IBM also offers a second option for hard-drive storage: the PC Card slot in the z50 can also accommodate a drive. These PC Card hard drives have capacities up to 1 GB.

As with most companies using Windows CE, IBM is aiming at corporate customers looking for a companion device rather than a full-blown notebook computer. "Some customers are saying they want a desktop with a companion device, not just one notebook," said Tsang.

There is a trend in corporate America to offer employees one notebook computer which serves as their desktop at work and a portable on the road. But Tsang says this doesn't work for all of IBM's customers, some of whom only need a small, lightweight, and functional companion which they can synchronize with their desktop.

The z50 weighs 2.6 pounds and boasts an 8.2-inch LCD screen capable of 64,000 colors--another departure from CE devices that usually offer only 256 colors. It also packs an NEC MIPS processor running at 133 MHz and can use up to 48MB of memory. It also has 20MB of ROM.

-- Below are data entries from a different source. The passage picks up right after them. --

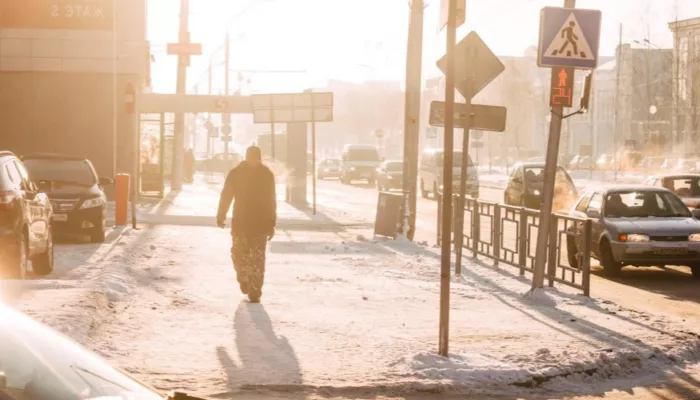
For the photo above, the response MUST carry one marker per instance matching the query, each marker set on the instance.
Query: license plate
(670, 250)
(60, 217)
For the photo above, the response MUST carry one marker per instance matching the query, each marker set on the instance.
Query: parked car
(685, 165)
(39, 363)
(638, 226)
(652, 163)
(685, 186)
(431, 169)
(328, 168)
(76, 193)
(526, 182)
(605, 162)
(25, 221)
(390, 175)
(359, 162)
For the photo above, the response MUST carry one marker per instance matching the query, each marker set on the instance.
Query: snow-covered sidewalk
(340, 310)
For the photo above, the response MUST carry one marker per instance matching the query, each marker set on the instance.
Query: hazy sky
(366, 39)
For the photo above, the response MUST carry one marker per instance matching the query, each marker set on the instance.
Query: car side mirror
(593, 214)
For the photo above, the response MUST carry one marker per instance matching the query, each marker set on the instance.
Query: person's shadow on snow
(267, 360)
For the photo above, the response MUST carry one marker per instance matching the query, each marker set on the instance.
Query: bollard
(121, 185)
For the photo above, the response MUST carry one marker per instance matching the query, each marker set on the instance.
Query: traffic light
(586, 97)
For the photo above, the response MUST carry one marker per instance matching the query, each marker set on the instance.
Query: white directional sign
(190, 49)
(292, 107)
(192, 103)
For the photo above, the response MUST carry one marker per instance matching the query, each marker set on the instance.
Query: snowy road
(670, 291)
(348, 316)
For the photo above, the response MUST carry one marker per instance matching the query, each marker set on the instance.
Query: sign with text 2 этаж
(57, 14)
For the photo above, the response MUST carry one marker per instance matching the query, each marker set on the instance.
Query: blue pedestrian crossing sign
(569, 37)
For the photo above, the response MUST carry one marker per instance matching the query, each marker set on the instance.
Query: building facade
(64, 67)
(686, 85)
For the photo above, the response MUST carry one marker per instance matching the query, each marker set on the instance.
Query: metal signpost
(131, 104)
(471, 52)
(444, 334)
(294, 107)
(569, 37)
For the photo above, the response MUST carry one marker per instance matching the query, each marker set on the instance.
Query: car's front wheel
(98, 234)
(695, 269)
(42, 264)
(18, 260)
(611, 267)
(571, 252)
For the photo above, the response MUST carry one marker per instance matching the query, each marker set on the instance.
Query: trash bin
(388, 219)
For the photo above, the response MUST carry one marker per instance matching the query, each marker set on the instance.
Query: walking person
(189, 166)
(251, 187)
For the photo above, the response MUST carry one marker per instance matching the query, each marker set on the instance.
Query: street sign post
(476, 66)
(569, 37)
(484, 118)
(460, 11)
(291, 107)
(470, 53)
(185, 50)
(130, 98)
(468, 67)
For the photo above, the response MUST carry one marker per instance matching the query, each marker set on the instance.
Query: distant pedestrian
(188, 166)
(251, 187)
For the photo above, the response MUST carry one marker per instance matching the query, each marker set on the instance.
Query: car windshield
(38, 364)
(363, 155)
(394, 166)
(644, 204)
(66, 171)
(456, 160)
(683, 187)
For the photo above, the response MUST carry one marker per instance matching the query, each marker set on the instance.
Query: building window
(683, 68)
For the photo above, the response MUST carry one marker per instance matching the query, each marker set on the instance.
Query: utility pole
(616, 117)
(209, 114)
(414, 64)
(226, 118)
(446, 251)
(179, 128)
(548, 189)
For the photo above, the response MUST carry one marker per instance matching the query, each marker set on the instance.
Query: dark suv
(25, 222)
(78, 200)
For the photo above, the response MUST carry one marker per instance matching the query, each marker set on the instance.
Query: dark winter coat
(252, 190)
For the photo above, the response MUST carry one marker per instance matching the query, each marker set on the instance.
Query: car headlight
(91, 203)
(634, 238)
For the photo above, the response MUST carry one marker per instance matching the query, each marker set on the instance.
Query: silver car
(638, 226)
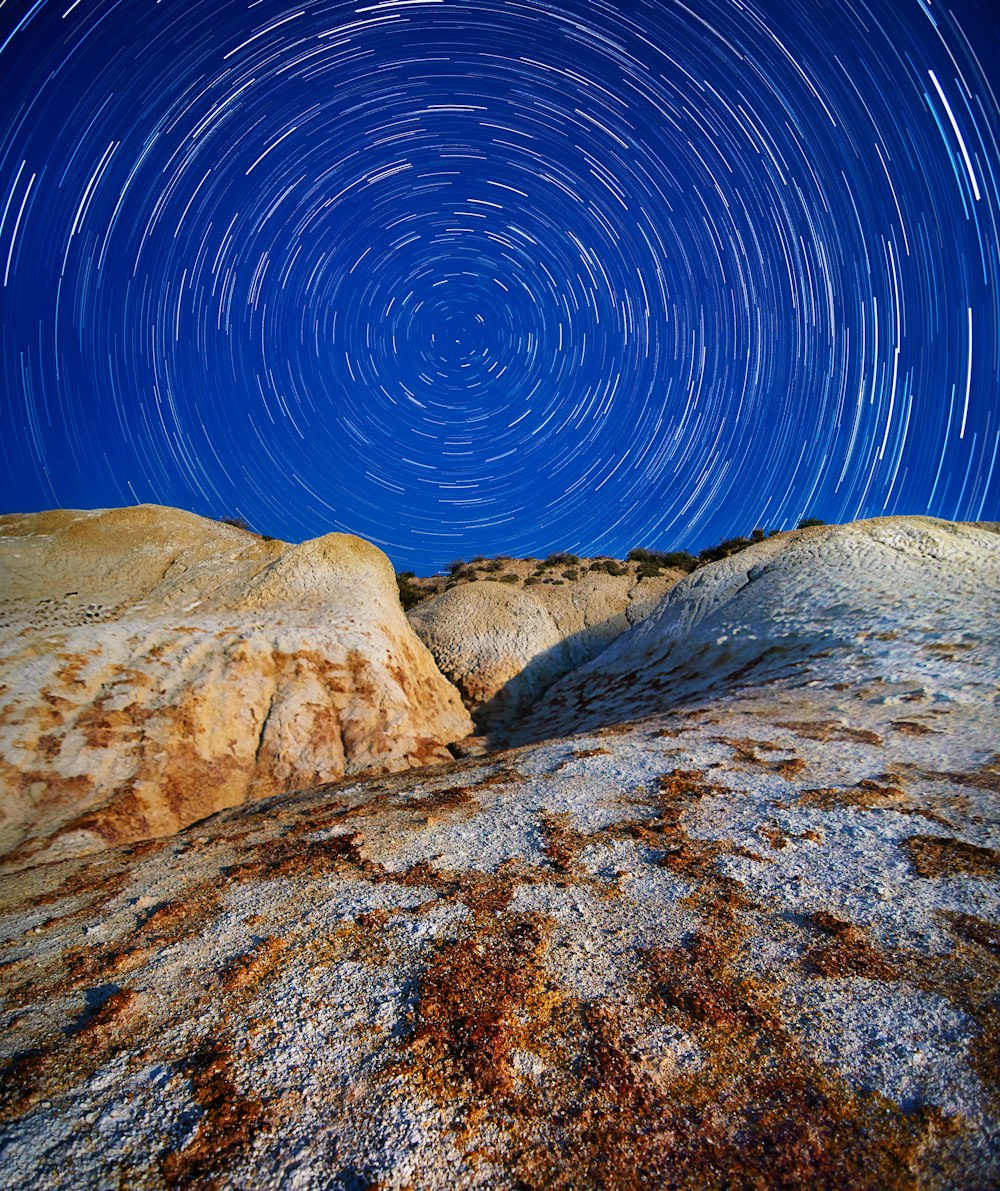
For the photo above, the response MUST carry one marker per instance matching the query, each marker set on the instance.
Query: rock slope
(504, 642)
(913, 602)
(748, 946)
(157, 667)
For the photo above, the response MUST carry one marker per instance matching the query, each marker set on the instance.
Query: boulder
(157, 666)
(752, 946)
(502, 644)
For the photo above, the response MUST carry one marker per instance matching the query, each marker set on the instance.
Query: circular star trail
(501, 275)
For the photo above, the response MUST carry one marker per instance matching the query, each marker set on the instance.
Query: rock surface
(157, 667)
(504, 643)
(910, 599)
(754, 945)
(754, 942)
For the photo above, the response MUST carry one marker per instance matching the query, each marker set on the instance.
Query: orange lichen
(937, 856)
(231, 1118)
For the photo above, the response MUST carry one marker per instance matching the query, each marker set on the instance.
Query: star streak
(501, 275)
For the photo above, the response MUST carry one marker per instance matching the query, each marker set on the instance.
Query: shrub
(408, 594)
(680, 560)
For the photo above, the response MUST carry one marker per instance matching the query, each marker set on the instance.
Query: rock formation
(892, 603)
(504, 643)
(749, 942)
(157, 667)
(727, 948)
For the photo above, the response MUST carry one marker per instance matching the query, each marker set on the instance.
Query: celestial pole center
(501, 275)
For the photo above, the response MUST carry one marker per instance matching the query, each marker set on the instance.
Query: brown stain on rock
(938, 856)
(847, 951)
(830, 730)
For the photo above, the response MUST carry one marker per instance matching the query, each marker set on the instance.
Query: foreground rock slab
(504, 643)
(156, 666)
(749, 945)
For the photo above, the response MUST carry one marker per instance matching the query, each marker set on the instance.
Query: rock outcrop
(908, 606)
(157, 667)
(504, 643)
(752, 946)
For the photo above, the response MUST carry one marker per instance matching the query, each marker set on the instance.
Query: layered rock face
(157, 667)
(504, 644)
(908, 604)
(752, 946)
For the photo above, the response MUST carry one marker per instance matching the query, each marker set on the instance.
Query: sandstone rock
(504, 644)
(157, 666)
(750, 946)
(894, 604)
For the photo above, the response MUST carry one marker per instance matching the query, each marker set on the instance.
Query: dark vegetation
(561, 566)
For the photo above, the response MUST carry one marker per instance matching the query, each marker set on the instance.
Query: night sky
(500, 275)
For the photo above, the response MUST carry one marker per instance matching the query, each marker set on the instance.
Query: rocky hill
(505, 630)
(908, 605)
(157, 667)
(750, 939)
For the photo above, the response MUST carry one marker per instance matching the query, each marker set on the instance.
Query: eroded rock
(157, 667)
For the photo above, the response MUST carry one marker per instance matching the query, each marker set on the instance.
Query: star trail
(501, 275)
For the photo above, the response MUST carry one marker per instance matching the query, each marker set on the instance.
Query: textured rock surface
(157, 666)
(748, 946)
(749, 943)
(908, 599)
(504, 643)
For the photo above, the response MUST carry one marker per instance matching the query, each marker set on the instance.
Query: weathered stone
(157, 667)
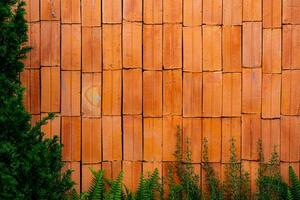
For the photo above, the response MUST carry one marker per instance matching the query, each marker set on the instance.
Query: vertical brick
(71, 47)
(212, 43)
(172, 92)
(70, 99)
(152, 47)
(192, 94)
(212, 94)
(132, 91)
(252, 33)
(271, 92)
(132, 45)
(192, 49)
(232, 48)
(172, 46)
(232, 89)
(112, 135)
(251, 87)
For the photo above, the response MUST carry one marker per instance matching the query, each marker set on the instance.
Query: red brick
(152, 139)
(152, 93)
(290, 93)
(251, 87)
(172, 46)
(212, 43)
(232, 48)
(192, 49)
(91, 95)
(170, 128)
(91, 140)
(271, 51)
(71, 138)
(132, 91)
(50, 47)
(71, 47)
(251, 133)
(213, 133)
(132, 45)
(192, 94)
(252, 40)
(91, 13)
(112, 44)
(172, 92)
(271, 92)
(50, 89)
(112, 11)
(132, 137)
(112, 137)
(212, 94)
(192, 12)
(152, 47)
(232, 89)
(91, 49)
(70, 99)
(111, 98)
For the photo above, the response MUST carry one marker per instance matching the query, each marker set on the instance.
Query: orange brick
(132, 137)
(192, 133)
(290, 51)
(290, 97)
(71, 138)
(70, 11)
(232, 48)
(152, 47)
(170, 124)
(213, 133)
(132, 45)
(152, 93)
(251, 133)
(232, 89)
(232, 12)
(50, 89)
(70, 99)
(112, 11)
(91, 13)
(91, 95)
(172, 46)
(132, 91)
(172, 11)
(251, 87)
(153, 11)
(111, 98)
(212, 43)
(152, 139)
(271, 51)
(192, 94)
(112, 44)
(71, 47)
(212, 11)
(252, 10)
(271, 92)
(212, 94)
(172, 92)
(91, 49)
(192, 49)
(252, 39)
(272, 13)
(112, 137)
(192, 12)
(50, 47)
(91, 140)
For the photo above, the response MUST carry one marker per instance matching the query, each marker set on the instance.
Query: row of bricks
(190, 12)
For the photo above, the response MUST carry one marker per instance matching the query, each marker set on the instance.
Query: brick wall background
(122, 74)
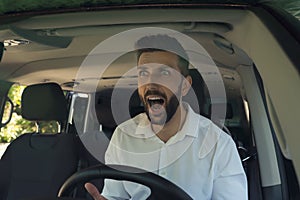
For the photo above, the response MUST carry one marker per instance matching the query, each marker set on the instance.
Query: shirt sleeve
(230, 181)
(113, 189)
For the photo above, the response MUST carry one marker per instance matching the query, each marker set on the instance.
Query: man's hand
(93, 191)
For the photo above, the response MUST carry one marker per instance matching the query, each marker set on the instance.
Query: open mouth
(152, 101)
(156, 103)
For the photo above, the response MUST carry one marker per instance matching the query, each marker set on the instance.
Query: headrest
(219, 108)
(44, 102)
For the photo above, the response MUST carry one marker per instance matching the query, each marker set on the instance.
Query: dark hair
(164, 43)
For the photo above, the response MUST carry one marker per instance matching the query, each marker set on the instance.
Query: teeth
(154, 98)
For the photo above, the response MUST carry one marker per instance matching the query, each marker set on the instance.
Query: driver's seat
(35, 165)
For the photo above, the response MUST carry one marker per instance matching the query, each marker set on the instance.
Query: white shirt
(200, 158)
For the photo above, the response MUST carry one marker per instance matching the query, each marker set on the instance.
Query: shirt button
(163, 173)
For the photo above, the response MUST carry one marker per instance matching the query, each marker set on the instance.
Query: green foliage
(18, 125)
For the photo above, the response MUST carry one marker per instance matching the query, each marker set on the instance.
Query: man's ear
(186, 85)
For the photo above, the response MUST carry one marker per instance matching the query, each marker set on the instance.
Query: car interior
(63, 60)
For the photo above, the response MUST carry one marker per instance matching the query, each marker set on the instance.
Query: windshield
(9, 6)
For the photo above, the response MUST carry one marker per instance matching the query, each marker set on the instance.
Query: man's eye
(143, 73)
(165, 73)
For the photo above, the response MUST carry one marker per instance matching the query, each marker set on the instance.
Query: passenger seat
(35, 165)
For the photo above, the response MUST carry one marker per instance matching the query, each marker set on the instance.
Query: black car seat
(35, 165)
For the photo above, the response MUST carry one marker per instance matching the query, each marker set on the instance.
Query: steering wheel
(160, 188)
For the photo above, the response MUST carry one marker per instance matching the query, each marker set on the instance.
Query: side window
(19, 125)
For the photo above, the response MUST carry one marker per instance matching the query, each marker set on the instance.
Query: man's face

The keyboard is cramped compared to typical notebooks or desktop computers, but large compared to some of the tiny keyboards on the ultra-compact CE devices. IBM says it is "95 percent the size of current standard ThinkPad notebook keyboards."

It offers the typical suite of Microsoft "Pocket" applications including Word, Powerpoint, Internet Explorer, and Outlook. The integrated modem offers speeds of only 33-kbps. Tsang said this is done to save on battery life.

Battery life of eight hours is typical but can be extended to 16 hours with an optional attachment. The price for the z50 with 16MB of memory is $999.

IBM, surprisingly, has not kept this device under wraps. The company has been showing the device at various shows during the last six months. Tsang says IBM has waited this long to bring it to market in order to make sure all the software pieces were in place as the device is primarily targeted at corporate customers.

He points to one feature that allows information system managers to synchronize the z50 with desktop PCs using an application on the server. This makes it easier for a large company to implement this synchronization feature company wide.

The Palm operating system is also supported with this software, highlighting an interesting aspect of IBM's product mix: The company is the sole provider of both Palm and Windows CE-based devices, indicating that Big Blue's handheld strategy is still evolving.

The z50 will not be available at consumer stores such as CompUSA or OfficeMax but through large resellers and some online reseller such as Computer Discount Warehouse.

Options include an extended-life battery ($199), UltraPort Replicator ($99), 32MB memory upgrade ($89), and more.

News.com's Stephanie Miles contributed to this report.